Canada’s economy poised for growth, jobs may lag; RBC
Gross Domestic Product will expand by 3.1% this year and 3.9% next, the report said. The unemployment rate is likely to stay around its current level of 8.4% before dropping to 7.7% next year, the bank said.
"An economic recovery is solidly taking root in Canada with the full impact of stimulus spending, historically low interest rates and improved credit markets all taking effect this year," said Craig Wright, senior vice-president and chief economist at RBC.
"Going forward, additional growth should be sustained by strength in the housing market and investment by the private sector, as corporations increase payrolls and investment."

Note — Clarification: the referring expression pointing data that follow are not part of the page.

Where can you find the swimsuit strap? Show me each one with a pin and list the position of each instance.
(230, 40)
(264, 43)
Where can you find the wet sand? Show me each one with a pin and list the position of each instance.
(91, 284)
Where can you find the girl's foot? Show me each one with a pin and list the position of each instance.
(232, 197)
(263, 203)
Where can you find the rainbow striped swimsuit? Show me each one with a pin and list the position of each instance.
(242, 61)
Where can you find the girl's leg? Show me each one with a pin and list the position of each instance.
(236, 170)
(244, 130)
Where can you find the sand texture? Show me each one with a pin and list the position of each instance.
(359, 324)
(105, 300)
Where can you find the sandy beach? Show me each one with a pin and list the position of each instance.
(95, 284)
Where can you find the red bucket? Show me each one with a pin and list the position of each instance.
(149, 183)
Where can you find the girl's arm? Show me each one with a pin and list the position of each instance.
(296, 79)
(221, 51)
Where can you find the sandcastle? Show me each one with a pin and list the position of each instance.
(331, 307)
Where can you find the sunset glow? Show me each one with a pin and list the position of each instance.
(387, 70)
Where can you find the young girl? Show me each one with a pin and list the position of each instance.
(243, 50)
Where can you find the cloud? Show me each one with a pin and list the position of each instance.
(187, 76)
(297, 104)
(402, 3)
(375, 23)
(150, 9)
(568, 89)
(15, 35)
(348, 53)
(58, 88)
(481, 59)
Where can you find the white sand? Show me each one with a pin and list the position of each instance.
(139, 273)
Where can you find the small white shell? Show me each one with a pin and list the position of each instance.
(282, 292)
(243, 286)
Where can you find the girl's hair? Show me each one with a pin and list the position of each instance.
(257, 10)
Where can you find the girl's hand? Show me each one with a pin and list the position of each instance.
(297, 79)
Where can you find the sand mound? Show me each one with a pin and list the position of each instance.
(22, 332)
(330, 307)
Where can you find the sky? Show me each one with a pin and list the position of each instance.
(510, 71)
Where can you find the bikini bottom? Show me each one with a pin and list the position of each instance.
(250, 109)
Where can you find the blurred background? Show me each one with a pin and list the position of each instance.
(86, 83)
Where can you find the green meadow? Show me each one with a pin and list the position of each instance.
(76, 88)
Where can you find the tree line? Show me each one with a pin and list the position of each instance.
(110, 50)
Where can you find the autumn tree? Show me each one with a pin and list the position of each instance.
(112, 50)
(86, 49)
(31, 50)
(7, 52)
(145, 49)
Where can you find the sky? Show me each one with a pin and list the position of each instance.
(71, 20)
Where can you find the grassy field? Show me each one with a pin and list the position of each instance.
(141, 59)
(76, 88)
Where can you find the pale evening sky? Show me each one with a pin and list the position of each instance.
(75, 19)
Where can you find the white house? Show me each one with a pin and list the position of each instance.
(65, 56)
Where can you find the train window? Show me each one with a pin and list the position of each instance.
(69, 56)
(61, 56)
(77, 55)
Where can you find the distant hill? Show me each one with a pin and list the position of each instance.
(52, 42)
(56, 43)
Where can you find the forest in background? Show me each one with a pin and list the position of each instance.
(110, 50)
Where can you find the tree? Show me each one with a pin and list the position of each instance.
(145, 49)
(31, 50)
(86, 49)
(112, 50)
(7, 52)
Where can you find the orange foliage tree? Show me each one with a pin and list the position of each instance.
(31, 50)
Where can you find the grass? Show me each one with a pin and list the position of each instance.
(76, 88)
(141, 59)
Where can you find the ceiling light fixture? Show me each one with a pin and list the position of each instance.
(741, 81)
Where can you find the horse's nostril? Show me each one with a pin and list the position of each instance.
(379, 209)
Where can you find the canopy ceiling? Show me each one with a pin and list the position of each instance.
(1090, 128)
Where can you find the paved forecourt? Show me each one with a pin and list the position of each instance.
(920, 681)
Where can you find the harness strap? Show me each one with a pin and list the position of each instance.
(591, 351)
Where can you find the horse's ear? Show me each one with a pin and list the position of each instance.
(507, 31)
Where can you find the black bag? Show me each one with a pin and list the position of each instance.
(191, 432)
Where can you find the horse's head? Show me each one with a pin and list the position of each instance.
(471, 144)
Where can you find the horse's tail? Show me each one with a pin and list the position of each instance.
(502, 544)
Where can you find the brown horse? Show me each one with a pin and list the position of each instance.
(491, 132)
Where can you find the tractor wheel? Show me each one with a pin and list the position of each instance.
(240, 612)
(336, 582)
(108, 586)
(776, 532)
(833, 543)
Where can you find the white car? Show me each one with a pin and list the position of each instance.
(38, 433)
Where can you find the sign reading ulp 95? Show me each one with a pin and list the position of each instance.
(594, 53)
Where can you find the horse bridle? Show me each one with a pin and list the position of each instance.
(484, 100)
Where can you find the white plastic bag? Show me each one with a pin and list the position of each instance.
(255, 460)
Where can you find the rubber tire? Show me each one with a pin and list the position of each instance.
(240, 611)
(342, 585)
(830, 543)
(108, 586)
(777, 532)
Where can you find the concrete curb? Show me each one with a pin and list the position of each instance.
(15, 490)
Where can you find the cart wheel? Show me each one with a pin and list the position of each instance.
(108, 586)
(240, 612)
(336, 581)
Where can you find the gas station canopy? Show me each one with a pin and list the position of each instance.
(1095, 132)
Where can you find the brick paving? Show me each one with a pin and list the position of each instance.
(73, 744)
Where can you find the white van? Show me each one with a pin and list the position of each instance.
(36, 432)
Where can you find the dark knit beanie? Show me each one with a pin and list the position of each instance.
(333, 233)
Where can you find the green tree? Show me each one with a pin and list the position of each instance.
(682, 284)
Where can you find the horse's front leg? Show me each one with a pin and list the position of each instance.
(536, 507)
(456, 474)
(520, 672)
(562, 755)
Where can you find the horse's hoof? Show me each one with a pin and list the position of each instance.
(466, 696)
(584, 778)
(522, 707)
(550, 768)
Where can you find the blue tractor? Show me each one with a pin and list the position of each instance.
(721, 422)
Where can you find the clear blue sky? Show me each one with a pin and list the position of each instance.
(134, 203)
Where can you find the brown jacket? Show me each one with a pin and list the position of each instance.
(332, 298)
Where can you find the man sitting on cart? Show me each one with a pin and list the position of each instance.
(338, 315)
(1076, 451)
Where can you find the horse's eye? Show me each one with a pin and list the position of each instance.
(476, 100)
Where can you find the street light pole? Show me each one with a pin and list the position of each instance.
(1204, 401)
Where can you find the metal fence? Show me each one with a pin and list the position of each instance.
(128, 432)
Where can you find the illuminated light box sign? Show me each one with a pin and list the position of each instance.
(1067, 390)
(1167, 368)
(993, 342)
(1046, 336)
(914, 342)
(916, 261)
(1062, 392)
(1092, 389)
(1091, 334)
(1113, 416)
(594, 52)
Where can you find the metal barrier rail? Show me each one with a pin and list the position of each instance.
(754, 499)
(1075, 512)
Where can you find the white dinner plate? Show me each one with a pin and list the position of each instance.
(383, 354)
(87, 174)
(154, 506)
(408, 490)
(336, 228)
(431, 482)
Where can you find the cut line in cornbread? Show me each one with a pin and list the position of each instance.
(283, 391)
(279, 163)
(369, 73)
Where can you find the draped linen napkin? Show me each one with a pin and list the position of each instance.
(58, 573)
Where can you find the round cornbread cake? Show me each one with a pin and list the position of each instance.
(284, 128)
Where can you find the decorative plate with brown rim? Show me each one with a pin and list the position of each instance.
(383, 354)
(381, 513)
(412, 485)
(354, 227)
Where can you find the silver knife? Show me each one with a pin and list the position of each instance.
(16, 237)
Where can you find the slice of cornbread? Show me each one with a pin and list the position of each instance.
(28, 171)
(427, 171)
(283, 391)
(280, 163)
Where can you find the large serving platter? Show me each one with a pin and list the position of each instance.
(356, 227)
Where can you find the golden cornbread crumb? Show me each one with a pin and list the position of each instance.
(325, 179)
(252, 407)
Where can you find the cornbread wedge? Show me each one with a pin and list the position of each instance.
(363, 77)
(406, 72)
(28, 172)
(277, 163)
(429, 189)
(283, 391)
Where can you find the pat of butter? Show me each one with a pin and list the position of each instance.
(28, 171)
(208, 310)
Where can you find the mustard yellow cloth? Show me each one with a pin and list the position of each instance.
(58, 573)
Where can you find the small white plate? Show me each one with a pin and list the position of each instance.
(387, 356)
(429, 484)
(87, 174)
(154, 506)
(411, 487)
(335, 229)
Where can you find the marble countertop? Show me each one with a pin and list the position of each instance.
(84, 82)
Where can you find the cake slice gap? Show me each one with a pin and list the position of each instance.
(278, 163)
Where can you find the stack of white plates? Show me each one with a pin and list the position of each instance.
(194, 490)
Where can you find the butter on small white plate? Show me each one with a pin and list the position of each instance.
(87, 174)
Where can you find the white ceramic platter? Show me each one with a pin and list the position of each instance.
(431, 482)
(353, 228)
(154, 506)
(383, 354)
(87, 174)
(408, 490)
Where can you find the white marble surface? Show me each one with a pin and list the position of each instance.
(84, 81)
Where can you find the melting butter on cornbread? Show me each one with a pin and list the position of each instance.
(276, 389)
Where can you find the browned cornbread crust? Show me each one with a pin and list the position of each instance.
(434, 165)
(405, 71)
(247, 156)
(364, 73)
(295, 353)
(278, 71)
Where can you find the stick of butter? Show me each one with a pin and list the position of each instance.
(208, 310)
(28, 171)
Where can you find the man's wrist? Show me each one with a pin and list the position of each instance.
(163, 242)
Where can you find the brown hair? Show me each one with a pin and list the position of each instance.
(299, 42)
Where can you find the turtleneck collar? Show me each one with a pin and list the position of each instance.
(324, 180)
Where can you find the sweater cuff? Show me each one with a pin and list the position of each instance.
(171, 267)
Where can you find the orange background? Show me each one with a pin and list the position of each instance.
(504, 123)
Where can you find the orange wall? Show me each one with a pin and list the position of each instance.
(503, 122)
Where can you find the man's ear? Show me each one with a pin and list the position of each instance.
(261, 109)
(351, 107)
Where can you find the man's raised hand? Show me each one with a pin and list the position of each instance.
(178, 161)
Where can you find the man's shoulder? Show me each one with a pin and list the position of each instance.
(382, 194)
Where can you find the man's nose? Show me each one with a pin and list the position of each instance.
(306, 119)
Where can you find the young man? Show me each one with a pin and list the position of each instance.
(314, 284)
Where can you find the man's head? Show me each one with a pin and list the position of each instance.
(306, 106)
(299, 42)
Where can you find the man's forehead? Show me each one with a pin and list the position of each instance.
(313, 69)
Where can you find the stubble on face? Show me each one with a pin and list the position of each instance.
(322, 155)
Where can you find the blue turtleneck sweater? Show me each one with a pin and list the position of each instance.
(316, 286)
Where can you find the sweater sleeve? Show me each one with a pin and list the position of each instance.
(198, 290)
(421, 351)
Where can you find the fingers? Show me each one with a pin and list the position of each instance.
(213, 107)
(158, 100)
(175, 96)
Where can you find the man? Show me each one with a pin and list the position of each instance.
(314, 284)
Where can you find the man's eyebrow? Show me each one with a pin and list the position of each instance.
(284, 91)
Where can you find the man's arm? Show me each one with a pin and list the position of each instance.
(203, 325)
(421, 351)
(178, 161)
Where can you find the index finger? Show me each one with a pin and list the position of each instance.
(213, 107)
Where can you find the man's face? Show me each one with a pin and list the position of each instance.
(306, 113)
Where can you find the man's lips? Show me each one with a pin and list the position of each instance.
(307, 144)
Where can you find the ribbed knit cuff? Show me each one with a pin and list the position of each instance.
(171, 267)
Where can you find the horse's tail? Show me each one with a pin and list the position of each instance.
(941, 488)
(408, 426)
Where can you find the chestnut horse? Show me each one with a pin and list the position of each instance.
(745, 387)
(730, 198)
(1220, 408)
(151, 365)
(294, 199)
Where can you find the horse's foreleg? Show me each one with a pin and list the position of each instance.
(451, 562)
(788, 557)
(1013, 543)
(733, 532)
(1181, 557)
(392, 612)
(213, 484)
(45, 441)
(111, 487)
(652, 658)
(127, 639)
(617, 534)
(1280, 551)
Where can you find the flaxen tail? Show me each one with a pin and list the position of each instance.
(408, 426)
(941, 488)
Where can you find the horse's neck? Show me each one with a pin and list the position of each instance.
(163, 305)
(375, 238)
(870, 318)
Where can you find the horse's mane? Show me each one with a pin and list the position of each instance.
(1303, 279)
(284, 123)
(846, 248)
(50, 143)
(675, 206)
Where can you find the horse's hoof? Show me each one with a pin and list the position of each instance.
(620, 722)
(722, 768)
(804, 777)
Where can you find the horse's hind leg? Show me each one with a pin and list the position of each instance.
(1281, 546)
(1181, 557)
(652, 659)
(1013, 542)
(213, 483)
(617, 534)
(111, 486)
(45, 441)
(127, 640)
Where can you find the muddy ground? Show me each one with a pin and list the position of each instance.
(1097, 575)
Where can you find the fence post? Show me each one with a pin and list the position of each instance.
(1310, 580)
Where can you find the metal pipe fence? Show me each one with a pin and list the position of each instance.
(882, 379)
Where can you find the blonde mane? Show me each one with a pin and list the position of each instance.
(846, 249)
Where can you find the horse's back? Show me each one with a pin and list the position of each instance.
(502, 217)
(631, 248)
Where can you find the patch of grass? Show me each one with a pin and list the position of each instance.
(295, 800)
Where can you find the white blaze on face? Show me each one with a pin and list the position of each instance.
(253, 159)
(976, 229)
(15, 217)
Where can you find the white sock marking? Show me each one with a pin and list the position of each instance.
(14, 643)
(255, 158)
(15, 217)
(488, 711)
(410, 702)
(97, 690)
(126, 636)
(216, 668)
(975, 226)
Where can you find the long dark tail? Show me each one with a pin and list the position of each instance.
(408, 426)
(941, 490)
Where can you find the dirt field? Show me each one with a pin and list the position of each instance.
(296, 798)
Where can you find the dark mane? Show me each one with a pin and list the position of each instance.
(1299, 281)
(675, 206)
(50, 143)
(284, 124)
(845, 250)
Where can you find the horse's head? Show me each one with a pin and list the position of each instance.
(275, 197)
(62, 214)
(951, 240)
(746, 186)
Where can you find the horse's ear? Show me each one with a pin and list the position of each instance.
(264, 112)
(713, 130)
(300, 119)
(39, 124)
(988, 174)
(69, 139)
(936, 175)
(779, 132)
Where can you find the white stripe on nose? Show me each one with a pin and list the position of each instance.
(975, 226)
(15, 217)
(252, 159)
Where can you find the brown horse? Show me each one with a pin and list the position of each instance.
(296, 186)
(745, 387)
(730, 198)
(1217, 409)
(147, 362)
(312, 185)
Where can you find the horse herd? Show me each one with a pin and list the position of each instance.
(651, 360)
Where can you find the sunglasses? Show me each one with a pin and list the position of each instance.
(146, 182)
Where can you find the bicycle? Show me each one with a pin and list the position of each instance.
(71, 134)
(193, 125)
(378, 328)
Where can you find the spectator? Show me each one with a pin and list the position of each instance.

Canada’s economy emerged from recession in the third quarter and growth accelerated into the fourth with GDP rising by a faster-than-expected 5%. The central bank is expected to begin raising interest rates from the second half of this year, taking some steam out of the housing market, one of the key drivers of recovery.
"We expect the market to slow by the second half of the year as interest rates begin to rise and affordability declines,” Wright said.
The strongest 2010 growth is likely to be in Newfoundland and Labrador at 4.1%, followed by Saskatchewan at 3.6%, RBC said. British Colombia’s economy will expand by 3.4%, while Ontario will grow by 3.3%. The Albertan economy will only expand 2.5% this year before strengthening to 4.4% next, it said.
The bank’s forecasts for the provinces differ from other recent reports, including one from the Conference Board of Canada, which put resource-rich B.C. in the lead for this year.
For the U.S., RBC expects GDP to increase by 2.9% in 2010 and 3.4% in 2011.